Saturday, April 6, 2013

Watershed Hero: Nathan Harrington, DC Teacher and Community Activist

      In the spirit of Alima, the watershed hero in Watershed Adventures of a Water Bottle, I will highlight the heroic activities of one person who is making a difference to improve the health of the Chesapeake Bay watershed. One voice, activism and motivation can inspire us all to make a positive impact in our local and global world.

            Shepherd Parkway is a neighborhood in the Congress Heights community. This neighborhood is adjacent to the northern section of 205 acres of National Park land in Washington DC that runs along Interstate 295. The National Park Service acquired it in the 1920’s to protect the Potomac River, the wetlands in its floodplain and two Civil War forts, Fort Carroll and Fort Greble that sit upon the ridge.
            The Shepherd Parkway Community clean-up started in 2010. Since then, the Shepherd Parkway Committee, part of the Congress Heights Community Association, has held 15 clean-ups. We will have 6 more this year. Volunteers are removing trash and invasive species, in particular English Ivy that is strangling the 100-year old tree canopy. Since 2010, we have focused our efforts on 30 acres in the northern section of the National Park, between St. Elizabeth’s hospital and Malcolm X Avenue. Our goal is to finish this section by the end of 2013, then clean-up south of Malcolm X Avenue to South Capitol Street. The ultimate goal is to remove trash and invasive plants like English Ivy and Kudzu from all 205 acres and build a 3-mile hiking trail from LeBaum Street to Oxon Cove and Oxon Run Parks in Maryland.

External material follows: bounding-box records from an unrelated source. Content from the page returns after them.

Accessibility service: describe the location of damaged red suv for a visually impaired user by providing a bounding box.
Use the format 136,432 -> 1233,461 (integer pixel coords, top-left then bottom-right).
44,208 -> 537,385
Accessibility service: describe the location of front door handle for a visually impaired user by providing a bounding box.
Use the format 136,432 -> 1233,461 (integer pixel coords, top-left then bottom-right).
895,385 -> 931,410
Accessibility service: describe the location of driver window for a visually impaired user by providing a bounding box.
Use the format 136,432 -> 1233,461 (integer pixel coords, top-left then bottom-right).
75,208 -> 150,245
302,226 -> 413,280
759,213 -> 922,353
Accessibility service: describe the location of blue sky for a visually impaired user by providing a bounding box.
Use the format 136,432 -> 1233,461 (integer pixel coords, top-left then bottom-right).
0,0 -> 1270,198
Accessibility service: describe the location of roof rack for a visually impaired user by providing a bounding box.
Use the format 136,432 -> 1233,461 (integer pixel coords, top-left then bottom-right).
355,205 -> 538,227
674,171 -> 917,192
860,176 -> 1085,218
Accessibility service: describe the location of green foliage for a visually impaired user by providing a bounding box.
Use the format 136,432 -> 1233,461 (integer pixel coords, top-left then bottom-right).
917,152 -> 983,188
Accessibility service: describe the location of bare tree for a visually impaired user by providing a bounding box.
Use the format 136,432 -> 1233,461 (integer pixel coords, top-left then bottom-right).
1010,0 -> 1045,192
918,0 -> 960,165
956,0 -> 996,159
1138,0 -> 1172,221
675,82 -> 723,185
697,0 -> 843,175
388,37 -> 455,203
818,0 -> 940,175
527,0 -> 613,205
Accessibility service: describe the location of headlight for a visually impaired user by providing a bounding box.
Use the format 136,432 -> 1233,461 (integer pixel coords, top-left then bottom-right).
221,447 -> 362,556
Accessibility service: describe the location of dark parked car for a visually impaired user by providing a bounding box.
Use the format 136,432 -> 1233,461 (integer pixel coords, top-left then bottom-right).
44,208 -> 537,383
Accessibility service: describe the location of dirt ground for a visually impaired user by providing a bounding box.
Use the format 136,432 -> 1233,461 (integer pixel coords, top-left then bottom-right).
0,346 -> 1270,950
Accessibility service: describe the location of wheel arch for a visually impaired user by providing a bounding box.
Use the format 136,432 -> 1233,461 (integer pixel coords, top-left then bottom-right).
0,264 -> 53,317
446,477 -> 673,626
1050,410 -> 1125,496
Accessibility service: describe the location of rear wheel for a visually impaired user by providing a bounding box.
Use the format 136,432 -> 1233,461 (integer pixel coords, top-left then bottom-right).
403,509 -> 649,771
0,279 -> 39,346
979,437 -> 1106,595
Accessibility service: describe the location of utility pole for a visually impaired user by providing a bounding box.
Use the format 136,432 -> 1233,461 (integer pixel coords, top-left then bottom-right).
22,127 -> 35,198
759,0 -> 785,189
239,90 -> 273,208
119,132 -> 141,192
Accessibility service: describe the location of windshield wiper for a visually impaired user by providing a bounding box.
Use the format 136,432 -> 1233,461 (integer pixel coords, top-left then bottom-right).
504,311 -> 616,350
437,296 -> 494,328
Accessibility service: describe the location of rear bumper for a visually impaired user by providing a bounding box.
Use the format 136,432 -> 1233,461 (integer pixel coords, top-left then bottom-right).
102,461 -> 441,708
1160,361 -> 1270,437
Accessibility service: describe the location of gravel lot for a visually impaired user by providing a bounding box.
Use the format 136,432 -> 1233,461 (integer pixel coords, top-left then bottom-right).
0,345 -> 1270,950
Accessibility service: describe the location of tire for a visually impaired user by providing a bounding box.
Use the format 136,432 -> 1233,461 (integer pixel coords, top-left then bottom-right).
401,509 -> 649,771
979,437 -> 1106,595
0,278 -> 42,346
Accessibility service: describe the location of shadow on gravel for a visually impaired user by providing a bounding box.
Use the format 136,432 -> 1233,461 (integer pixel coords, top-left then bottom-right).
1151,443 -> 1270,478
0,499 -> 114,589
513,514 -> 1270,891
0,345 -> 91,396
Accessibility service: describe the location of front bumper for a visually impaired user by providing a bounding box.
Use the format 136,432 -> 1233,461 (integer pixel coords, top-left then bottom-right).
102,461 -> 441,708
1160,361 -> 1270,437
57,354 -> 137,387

2. How have you helped your community?
           I love that DC has large tracts of parkland; a lot of which is east of the Anacostia River. When hiking and exploring DC’s parks, I noticed the huge discrepancy between the recreational opportunities, such as trails, and the management of the parks west of the Anacostia versus east of the river.  A majority of these parks have been covered in trash for years, creating a barrier for residents to recreate in their local green spaces.
            After moving into the neighborhood, I began cleaning-up the trash on my own. I also attended community meetings to learn what bothered residents about their parkland. The resounding voices stated trash. Therefore, I was asked to co-chair the Shepherd Parkway Committee to lead the effort to clean-up the National Park land in the Congress Heights community.
            Hundreds of volunteers from DC, the US and Canada have removed 80% of the garbage in between Malcolm X Avenue and St. Elizabeth Hospital, in addition to all of the English Ivy. The Shepherd Parkway committee has partnered with organizations, such as the Luther Place Memorial Church’s Steinbruck Center on Urban Studies, the DC chapter of the Sierra Club, Washington Parks and People and Potomac Appalachian Trail Club. While many young and old from around DC have volunteered, my goal is to engage more residents from the Congress Heights community.

3. What inspired you to start the project?
            I was inspired to start this project by the work that Washington Parks and People has done to restore two major parks, Meridian Hill/Malcolm X Park and Watts Branch/Marvin Gaye Park. Both parks were grossly neglected and riddled with crime. Now they are central to the life and recreation of both communities.
            While studying to become a licensed DC tour guide, I became inspired by the history and beauty of the architecture and natural landscapes in Washington. I want to help bring back that natural beauty to the parks east of the Anacostia River.

4. Who inspired you to be a watershed hero?
             I have been inspired by some of my neighbors who have removed trash from parkland across from or adjacent to their homes. In addition, I am deeply inspired by Phillip Pannell, a longtime community leader in DC’s Ward 8. Pannel has been President of the Congress Heights Community Association for many years. He has championed issues such as environmental justice, gay rights and school improvement in Anacostia. Phillip is a shining example that one voice can make a difference. He inspires me to be another voice making a difference in Shepherd Parkway.

Nathan's voice, activism and motivation make him a watershed hero.